Propos recueillis par A. G. Mardi 23 mai 2017
Bernard Taddei contre « l'européisme »
Bernard Taddei : « Ce qui compte spécifiquement pour ma circonscription, c'est un rééquilibrage d'ensemble des infrastructures et de la répartition des aides entre l'Est ou disons le Centre et l'Ouest » (AG)

Dans un entretien accordé vendredi à France-Guyane, Bernard Taddei, candidat aux législatives dans la 2e circonscription sous les couleurs de l'UPR, exprime son opposition à la « politique ultralibérale de Bruxelles » et à « l'européisme » . Il estime aussi qu'il faut se battre pour la « réparation de l'ascenseur social scolaire » et pour le développement de l'économie participative en Guyane.

Bernard Taddei, 45 ans, pose pour la première fois sa candidature aux législatives. Il est candidat dans la deuxième circonscription sous la bannière de l'Union populaire républicaine (UPR). Arrivé en Guyane il y a 20 ans, ce professeur d'origine corse a beaucoup voyagé, notamment à La Réunion et aux Antilles, avant de poser ses valises dans le département.

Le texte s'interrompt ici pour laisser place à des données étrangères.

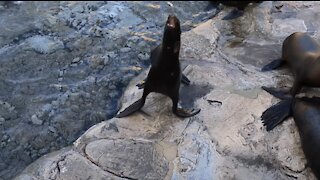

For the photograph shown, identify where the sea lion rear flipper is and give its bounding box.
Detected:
[222,8,244,20]
[261,98,292,131]
[136,79,147,89]
[116,98,144,118]
[261,86,292,99]
[173,108,201,118]
[261,59,285,71]
[181,74,190,85]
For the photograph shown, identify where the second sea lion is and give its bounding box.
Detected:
[261,97,320,179]
[116,15,200,118]
[262,32,320,99]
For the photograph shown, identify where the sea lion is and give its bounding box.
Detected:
[116,15,200,118]
[262,32,320,99]
[211,1,262,20]
[261,97,320,179]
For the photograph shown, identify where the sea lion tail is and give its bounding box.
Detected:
[261,59,284,72]
[261,98,293,131]
[116,98,144,118]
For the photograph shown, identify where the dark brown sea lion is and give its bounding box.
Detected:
[262,32,320,99]
[116,15,200,118]
[261,97,320,179]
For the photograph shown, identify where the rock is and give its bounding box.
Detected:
[17,2,315,180]
[31,114,43,125]
[27,36,64,54]
[272,18,307,38]
[5,1,320,180]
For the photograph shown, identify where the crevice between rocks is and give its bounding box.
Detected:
[83,141,138,180]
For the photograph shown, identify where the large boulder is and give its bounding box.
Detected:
[15,1,320,180]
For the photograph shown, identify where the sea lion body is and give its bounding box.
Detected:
[282,32,320,87]
[292,98,320,179]
[262,32,320,99]
[116,15,200,118]
[261,97,320,179]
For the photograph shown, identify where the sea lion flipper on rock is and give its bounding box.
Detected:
[261,59,285,72]
[136,78,147,89]
[136,73,191,89]
[261,99,292,131]
[116,98,145,118]
[181,73,190,85]
[261,86,291,99]
[222,9,244,20]
[173,108,201,118]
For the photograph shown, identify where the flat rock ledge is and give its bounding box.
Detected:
[15,2,319,180]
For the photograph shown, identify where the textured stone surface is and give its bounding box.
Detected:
[8,1,320,180]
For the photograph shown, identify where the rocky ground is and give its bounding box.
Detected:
[0,1,216,179]
[0,1,320,180]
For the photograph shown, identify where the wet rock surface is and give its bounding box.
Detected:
[5,1,320,180]
[0,1,216,179]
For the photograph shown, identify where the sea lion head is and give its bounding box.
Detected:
[163,15,181,52]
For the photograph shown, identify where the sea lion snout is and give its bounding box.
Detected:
[166,15,180,29]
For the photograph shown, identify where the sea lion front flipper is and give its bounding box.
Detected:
[173,108,201,118]
[181,74,190,85]
[261,86,292,99]
[222,8,244,20]
[261,59,285,71]
[261,98,292,131]
[116,98,145,118]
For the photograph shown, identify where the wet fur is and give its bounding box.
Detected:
[262,32,320,97]
[261,97,320,179]
[116,15,200,118]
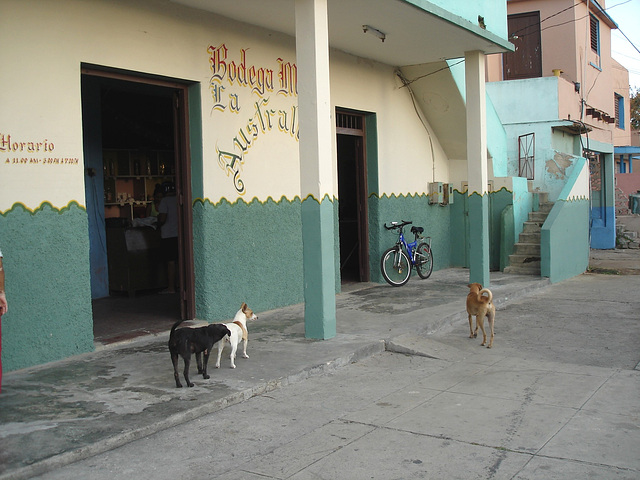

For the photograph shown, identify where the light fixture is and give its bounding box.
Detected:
[362,25,387,42]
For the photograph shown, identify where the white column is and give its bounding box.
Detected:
[295,0,336,339]
[465,51,490,287]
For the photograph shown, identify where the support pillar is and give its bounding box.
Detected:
[295,0,336,339]
[465,51,490,287]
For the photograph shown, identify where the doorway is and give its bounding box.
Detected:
[336,110,369,283]
[82,67,195,343]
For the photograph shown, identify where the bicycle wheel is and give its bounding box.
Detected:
[380,247,411,287]
[416,243,433,278]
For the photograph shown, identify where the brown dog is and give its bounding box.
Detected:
[467,283,496,348]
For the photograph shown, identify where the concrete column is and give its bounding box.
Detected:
[295,0,336,339]
[465,51,490,287]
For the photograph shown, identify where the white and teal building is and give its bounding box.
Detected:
[0,0,584,370]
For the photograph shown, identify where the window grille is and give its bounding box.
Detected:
[589,14,600,55]
[518,133,536,180]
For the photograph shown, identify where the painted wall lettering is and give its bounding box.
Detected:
[0,133,80,165]
[0,133,55,153]
[207,43,300,195]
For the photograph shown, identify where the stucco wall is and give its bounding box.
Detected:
[0,0,460,370]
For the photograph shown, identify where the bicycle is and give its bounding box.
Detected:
[380,220,433,287]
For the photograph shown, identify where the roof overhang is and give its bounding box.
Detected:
[551,120,593,135]
[171,0,513,66]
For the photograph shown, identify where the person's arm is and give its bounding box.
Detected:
[0,257,8,316]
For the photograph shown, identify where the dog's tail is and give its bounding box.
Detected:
[169,320,183,338]
[478,288,493,305]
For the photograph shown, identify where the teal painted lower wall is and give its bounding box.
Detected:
[540,199,589,283]
[449,188,522,271]
[0,203,94,371]
[193,198,304,322]
[369,195,452,283]
[301,196,337,340]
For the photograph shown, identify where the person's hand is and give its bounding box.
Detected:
[0,292,7,316]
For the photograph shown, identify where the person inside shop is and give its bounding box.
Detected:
[158,182,178,293]
[147,183,163,217]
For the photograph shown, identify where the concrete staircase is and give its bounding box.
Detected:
[504,193,553,276]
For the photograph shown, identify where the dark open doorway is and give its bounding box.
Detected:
[336,111,369,282]
[82,68,195,343]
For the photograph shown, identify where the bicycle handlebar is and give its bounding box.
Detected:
[384,220,413,230]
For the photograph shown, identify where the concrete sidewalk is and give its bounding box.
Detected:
[0,253,636,479]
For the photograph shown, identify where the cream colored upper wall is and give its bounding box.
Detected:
[0,0,448,211]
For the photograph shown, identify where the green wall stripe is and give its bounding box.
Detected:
[0,201,94,371]
[193,193,303,322]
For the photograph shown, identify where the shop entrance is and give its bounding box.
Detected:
[82,68,195,343]
[336,110,369,283]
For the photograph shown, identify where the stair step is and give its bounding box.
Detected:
[529,212,549,223]
[522,222,544,233]
[538,202,553,213]
[504,262,540,275]
[509,253,540,266]
[519,229,541,244]
[513,242,540,258]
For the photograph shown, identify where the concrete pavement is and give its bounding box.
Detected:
[0,253,640,480]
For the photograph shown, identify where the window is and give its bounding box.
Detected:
[502,11,542,80]
[589,14,600,55]
[613,93,624,130]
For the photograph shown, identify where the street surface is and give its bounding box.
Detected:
[31,274,640,480]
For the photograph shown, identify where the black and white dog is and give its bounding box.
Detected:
[169,320,231,388]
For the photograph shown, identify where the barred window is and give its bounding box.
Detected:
[589,14,600,55]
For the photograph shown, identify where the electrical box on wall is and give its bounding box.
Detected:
[442,183,453,205]
[429,182,444,205]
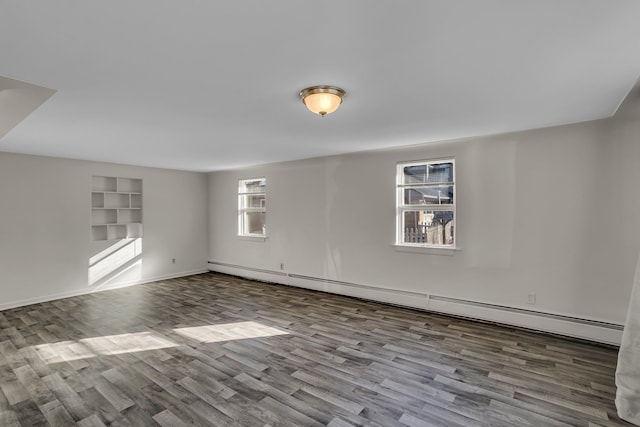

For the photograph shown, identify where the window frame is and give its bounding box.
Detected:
[238,176,267,239]
[395,157,458,250]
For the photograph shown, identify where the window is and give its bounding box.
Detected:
[238,178,267,237]
[396,159,456,248]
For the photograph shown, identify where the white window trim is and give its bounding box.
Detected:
[392,157,461,251]
[237,177,267,242]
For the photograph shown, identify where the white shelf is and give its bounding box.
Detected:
[91,176,142,241]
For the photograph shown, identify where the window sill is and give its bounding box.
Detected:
[391,244,462,256]
[238,235,267,242]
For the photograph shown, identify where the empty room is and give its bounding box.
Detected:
[0,0,640,427]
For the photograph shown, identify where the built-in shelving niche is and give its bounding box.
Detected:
[91,176,142,241]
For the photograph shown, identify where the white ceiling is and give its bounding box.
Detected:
[0,0,640,171]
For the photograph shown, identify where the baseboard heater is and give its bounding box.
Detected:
[209,261,624,345]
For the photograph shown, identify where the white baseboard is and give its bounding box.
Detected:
[209,261,623,346]
[0,269,209,311]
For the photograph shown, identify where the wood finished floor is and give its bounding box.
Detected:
[0,273,630,427]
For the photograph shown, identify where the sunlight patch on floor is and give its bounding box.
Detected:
[32,321,288,363]
[174,321,288,342]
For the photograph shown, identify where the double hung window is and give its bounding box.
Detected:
[238,178,267,237]
[396,159,456,248]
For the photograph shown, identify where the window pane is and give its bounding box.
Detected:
[402,162,453,184]
[244,212,267,234]
[238,178,266,193]
[404,185,453,206]
[401,210,454,245]
[245,194,266,208]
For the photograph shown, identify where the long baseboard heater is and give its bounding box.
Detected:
[209,261,624,345]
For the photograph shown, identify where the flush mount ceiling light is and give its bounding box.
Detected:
[300,86,347,117]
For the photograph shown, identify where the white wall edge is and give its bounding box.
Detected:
[0,268,209,311]
[209,261,623,346]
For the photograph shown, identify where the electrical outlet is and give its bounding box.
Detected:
[527,294,536,305]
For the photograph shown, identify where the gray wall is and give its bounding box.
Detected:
[0,153,208,309]
[209,88,640,342]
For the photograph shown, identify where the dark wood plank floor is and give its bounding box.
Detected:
[0,273,630,427]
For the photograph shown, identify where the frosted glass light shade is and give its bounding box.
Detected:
[300,86,346,116]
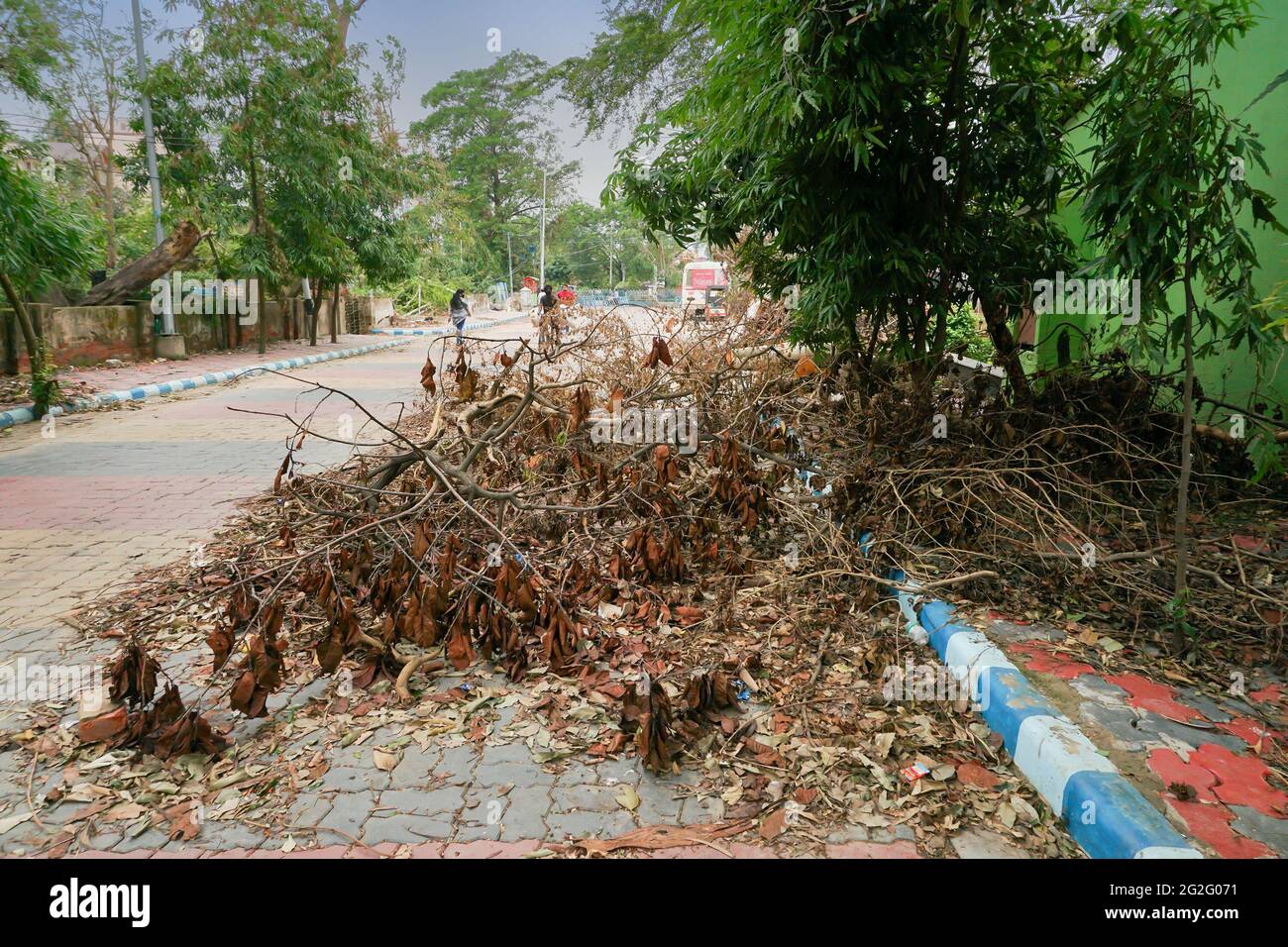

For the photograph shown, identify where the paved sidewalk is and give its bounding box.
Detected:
[0,322,531,636]
[975,612,1288,858]
[0,314,1025,858]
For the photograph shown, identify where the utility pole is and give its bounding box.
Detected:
[541,167,546,288]
[130,0,187,359]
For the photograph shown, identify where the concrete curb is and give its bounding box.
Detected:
[371,312,531,335]
[890,570,1203,858]
[0,313,528,430]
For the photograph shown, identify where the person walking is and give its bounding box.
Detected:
[447,290,473,346]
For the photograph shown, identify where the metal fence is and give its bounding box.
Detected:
[577,290,680,308]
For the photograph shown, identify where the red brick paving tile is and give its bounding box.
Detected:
[411,841,453,858]
[286,845,349,858]
[827,841,921,858]
[1162,792,1274,858]
[443,839,541,858]
[344,841,398,858]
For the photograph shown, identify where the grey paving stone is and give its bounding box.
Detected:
[112,826,170,852]
[291,795,331,826]
[380,786,465,815]
[480,743,532,766]
[635,783,686,826]
[452,822,501,841]
[546,811,636,839]
[389,745,443,789]
[434,746,480,785]
[187,821,265,852]
[950,828,1029,858]
[1231,805,1288,858]
[318,792,376,844]
[361,813,452,845]
[680,796,724,826]
[595,756,644,786]
[497,789,551,841]
[1069,674,1127,707]
[550,786,622,811]
[1176,686,1233,723]
[827,824,870,845]
[555,760,599,786]
[1078,701,1246,753]
[322,766,391,792]
[474,758,555,786]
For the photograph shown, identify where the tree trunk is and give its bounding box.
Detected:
[1172,224,1194,655]
[980,296,1033,403]
[77,220,201,305]
[308,279,326,346]
[103,139,116,269]
[331,279,340,342]
[0,271,49,417]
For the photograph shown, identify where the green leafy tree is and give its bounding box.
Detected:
[0,0,89,415]
[610,0,1094,397]
[1085,0,1284,650]
[411,51,579,273]
[136,0,422,351]
[551,0,712,136]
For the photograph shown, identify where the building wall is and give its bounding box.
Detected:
[1037,0,1288,417]
[0,299,357,371]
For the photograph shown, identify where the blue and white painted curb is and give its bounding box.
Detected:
[0,313,528,430]
[371,312,531,335]
[890,570,1203,858]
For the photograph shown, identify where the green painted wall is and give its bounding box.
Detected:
[1035,0,1288,417]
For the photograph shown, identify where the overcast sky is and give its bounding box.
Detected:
[0,0,614,204]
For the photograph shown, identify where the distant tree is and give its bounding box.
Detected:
[551,0,712,136]
[134,0,422,351]
[52,0,133,269]
[0,0,89,415]
[1085,0,1288,651]
[411,51,579,271]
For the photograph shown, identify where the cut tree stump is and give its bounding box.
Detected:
[77,220,201,305]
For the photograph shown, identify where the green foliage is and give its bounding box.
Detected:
[610,0,1091,359]
[551,0,711,136]
[29,339,61,417]
[1083,0,1283,359]
[1083,0,1288,479]
[0,0,65,102]
[0,138,90,292]
[132,0,428,301]
[411,51,577,275]
[944,305,993,362]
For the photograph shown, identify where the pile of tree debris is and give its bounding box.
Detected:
[22,305,1288,853]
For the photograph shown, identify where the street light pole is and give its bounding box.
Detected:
[541,167,546,288]
[130,0,184,359]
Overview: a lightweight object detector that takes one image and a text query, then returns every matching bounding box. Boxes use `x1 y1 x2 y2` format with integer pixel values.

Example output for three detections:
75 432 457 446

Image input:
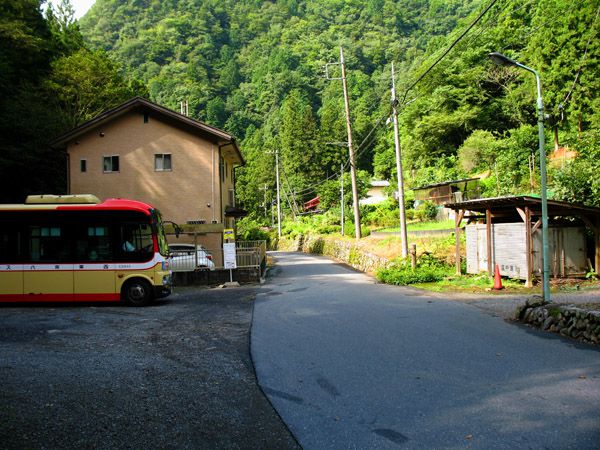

Très intéressé par la culture bushinengue, il enseigne en tant que professeur des écoles sur le fleuve à proximité de Grand-Santi. Actuellement enseignant en Segpa (section d'enseignement général et professionnel adapté) en collège à Saint-Laurent, il est entre autres passé par des postes au RSMA (régiment du service militaire adapté) et en inspection. Il est le père de deux filles âgées de 5 et 7 ans.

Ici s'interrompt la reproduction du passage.